1. **The question** at the top
2. **The chairman's verdict** prominently displayed (this is what most people will read)
3. **An agreement/disagreement visual**: a clean visual showing which advisors aligned and which diverged (could be a grid, spectrum, or position breakdown)
4. **Collapsible sections** for each advisor's full response (collapsed by default)
5. **Collapsible section** for the peer review highlights
6. **A footer** showing the timestamp and what was counciled

**Styling guidelines:** White background, subtle borders, readable sans-serif font (system font stack), soft accent colors to distinguish advisor sections. Professional briefing document feel, nothing flashy.

After generating the HTML, present it to the user with a link to the file.
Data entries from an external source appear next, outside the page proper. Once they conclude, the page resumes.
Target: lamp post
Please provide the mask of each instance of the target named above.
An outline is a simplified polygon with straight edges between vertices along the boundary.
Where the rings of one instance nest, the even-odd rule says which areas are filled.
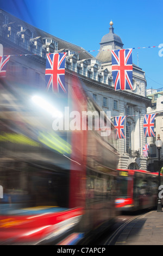
[[[158,153],[159,153],[159,188],[160,186],[160,169],[161,169],[161,165],[160,165],[160,150],[162,147],[162,142],[160,139],[160,135],[158,134],[158,139],[155,141],[155,145],[156,146]],[[158,198],[158,207],[157,207],[157,211],[162,211],[162,205],[160,198]]]

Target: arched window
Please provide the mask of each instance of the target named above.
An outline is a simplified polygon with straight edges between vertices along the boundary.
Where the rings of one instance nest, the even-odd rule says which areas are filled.
[[[126,152],[129,153],[131,149],[131,124],[126,122]]]

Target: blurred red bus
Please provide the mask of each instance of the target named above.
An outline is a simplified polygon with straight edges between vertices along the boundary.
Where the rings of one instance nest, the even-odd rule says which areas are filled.
[[[118,197],[116,207],[122,211],[155,207],[158,196],[158,173],[143,170],[118,169]],[[161,175],[161,184],[163,184]]]

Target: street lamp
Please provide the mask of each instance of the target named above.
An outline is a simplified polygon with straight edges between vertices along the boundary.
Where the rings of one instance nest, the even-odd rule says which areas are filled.
[[[159,153],[159,188],[160,186],[160,169],[161,169],[161,164],[160,164],[160,149],[162,147],[162,142],[160,139],[160,135],[158,134],[158,139],[155,141],[155,145],[156,146],[158,153]],[[157,207],[157,211],[162,211],[162,205],[160,198],[158,198],[158,207]]]

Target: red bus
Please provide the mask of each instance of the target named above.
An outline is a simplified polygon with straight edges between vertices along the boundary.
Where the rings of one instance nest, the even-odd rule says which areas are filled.
[[[155,207],[158,196],[158,173],[143,170],[118,169],[118,197],[116,207],[122,211]],[[161,184],[163,184],[161,176]]]
[[[99,111],[78,81],[70,76],[66,82],[71,111]],[[32,101],[34,95],[41,101]],[[107,137],[87,129],[54,130],[57,119],[48,110],[64,111],[64,101],[1,81],[1,245],[74,245],[108,228],[116,216],[114,125]]]

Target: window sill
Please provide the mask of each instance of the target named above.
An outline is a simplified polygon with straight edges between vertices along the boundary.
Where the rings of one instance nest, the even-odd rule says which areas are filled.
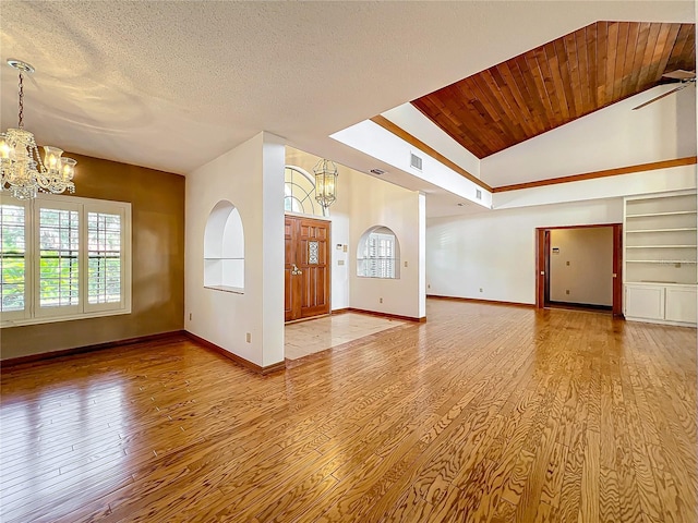
[[[71,314],[67,316],[46,316],[40,318],[22,318],[22,319],[8,319],[0,320],[0,329],[7,329],[11,327],[24,327],[28,325],[41,325],[41,324],[57,324],[59,321],[74,321],[80,319],[104,318],[106,316],[118,316],[121,314],[131,314],[131,308],[120,308],[118,311],[101,311],[98,313],[81,313]],[[0,318],[1,318],[0,314]]]
[[[204,289],[210,289],[212,291],[230,292],[231,294],[244,294],[244,289],[241,289],[239,287],[204,285]]]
### Step 6: Save the full transcript

Save the complete transcript as `<project_name>-COUNCIL TRANSCRIPT.md` in the same location (following the same naming convention as the report). Include:

- The original question
- The framed question
- All 5 advisor responses
- All 5 peer reviews (with the anonymization mapping revealed)
- The chairman's full synthesis

This transcript is the reference artifact. If the user wants to run the council again on the same question after making changes, having the previous transcript shows how the thinking evolved.

---

## Output summary

Every council session produces two files in the user's workspace:

```
<project_name>-COUNCIL REPORT.html       → visual report for scanning
<project_name>-COUNCIL TRANSCRIPT.md     → full transcript for reference
```

The user sees the HTML report via a link. The transcript is there for deeper reference.

---

## Important notes

- **Always spawn all 5 advisors in parallel.** Independence of thought is the whole point.
- **Always anonymize for peer review.** If reviewers know which advisor said what, they'll defer to certain thinking styles instead of evaluating on merit.
- **The chairman can disagree with the majority.** Strong reasoning beats a head count.
- **Don't council trivial questions.** If there's one right answer, just answer it.
- **The visual report matters.** Most users will scan the report, not read the transcript. Make the HTML clean and scannable.
- **Keep the user informed.** The council takes a few minutes to run. Give brief status updates between steps ("Advisors have weighed in. Running peer review now...") so the user knows things are progressing.